The Waste Land

 What are the roots that clutch, what branches grow

Out of this stony rubbish? Son of man,

You cannot say, or guess, for you know only

A heap of broken images, where the sun beats,

And the dead tree gives no shelter, the cricket no relief,

And the dry stone no sound of water. Only

There is shadow under this red rock,

(Come in under the shadow of this red rock),

And I will show you something different from either

Your shadow at morning striding behind you

Or your shadow at evening rising to meet you;

I will show you fear in a handful of dust.

(Lines 19-30)

 

In these lines she is remembering the past. The trenches of the war and the rubbish it has become. She is speaking to someone, but no one is really there listening. She is stuck in this moment from the past, but cannot see the picture clearly, only images. She sounds like she is experiencing PTSD- Post traumatic stress disorder. She could be depressed and scared and wants someone to talk to and share her past. The red refers to the blood and the death of the war. The shadows that were present and that haunt her still all these years later. The last line is both drawing the reader in and pushing the reader away. She says come and let me share with you all the horrors and fears and sadness. She does not want to be alone in her memories.  The line with the cricket is the memory of silence. Even the silence is deadly. These lines remind me of loneliness and loss. There is no cheerfulness in these memories of the past. 

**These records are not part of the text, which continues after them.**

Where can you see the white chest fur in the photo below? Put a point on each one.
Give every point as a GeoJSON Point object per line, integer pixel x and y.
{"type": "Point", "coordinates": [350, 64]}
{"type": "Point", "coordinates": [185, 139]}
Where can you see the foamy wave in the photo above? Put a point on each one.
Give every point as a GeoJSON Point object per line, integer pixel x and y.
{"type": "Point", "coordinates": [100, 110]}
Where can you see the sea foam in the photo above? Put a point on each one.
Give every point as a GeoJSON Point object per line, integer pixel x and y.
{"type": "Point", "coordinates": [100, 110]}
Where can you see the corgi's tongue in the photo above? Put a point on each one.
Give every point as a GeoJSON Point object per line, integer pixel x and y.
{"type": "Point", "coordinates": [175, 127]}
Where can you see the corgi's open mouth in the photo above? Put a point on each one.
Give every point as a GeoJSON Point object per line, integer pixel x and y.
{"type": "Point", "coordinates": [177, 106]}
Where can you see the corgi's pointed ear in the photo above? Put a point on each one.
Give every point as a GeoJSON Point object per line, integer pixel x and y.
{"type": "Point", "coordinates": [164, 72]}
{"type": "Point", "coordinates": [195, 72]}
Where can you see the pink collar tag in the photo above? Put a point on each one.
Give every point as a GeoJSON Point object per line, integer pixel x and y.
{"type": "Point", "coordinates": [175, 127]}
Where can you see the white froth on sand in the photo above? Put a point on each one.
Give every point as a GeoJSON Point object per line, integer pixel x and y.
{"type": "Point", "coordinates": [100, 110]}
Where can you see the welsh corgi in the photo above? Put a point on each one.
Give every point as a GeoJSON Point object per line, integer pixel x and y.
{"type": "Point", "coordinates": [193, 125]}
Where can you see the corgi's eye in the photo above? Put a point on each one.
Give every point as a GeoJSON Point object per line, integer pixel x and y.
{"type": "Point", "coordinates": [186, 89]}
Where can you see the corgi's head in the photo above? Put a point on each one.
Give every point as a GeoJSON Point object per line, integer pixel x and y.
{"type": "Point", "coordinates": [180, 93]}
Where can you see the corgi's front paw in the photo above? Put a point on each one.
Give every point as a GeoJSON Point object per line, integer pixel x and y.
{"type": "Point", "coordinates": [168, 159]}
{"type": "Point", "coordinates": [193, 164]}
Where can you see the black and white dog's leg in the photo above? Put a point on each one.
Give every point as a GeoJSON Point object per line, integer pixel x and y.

I read this poem last semester, but now that I read it again I feel like I am seeing more in this poem then I saw before. I keep referring to "her" because of the lines in Latin before the poem begins. The lines translate to "I have seen with my own eyes the Sibyl hanging in a jar, and when the boys asked her "What do you want?" She answered "I want to die." So from the very beginning there is loneliness and sadness and regret. It feels like all of the negative feelings are thrown together in one person's mind and she can't handle it. She is lost in a world of her own with no way out of a past she cannot change nor control. These lines in the poem are very dark to me. 

Comments

Some interesting insights here. Let's keep PTSD and WWI in mind for class discussion. It's important to remember that not only did the civilian populations come into contact with huge numbers of men who were "shell shocked" (the term used for PTSD back then), but intellectuals who might not have been directly involved in the fighting underwent a great trauma at the realization of what the war meant (given what they learned about atrocities described in the newspapers and in poems written by soldiers). Think of Wilfred Owen's "Dulce et Decorum Est," for instance.

The front-line and home-front experiences were obviously very different, but from the variety of causes a general trauma saturated the culture of the time, and memory became a key point of anxiety. Should we remember the past? Should we cut ourselves off from it and move forward without so much as a glance behind? Is memory reliable enough to be trusted? And for that matter, what is memory?

There are some interesting connections here with Courtney's post about the apparent exhortation to creativity and making everything anew, so let's try to keep them in mind tomorrow.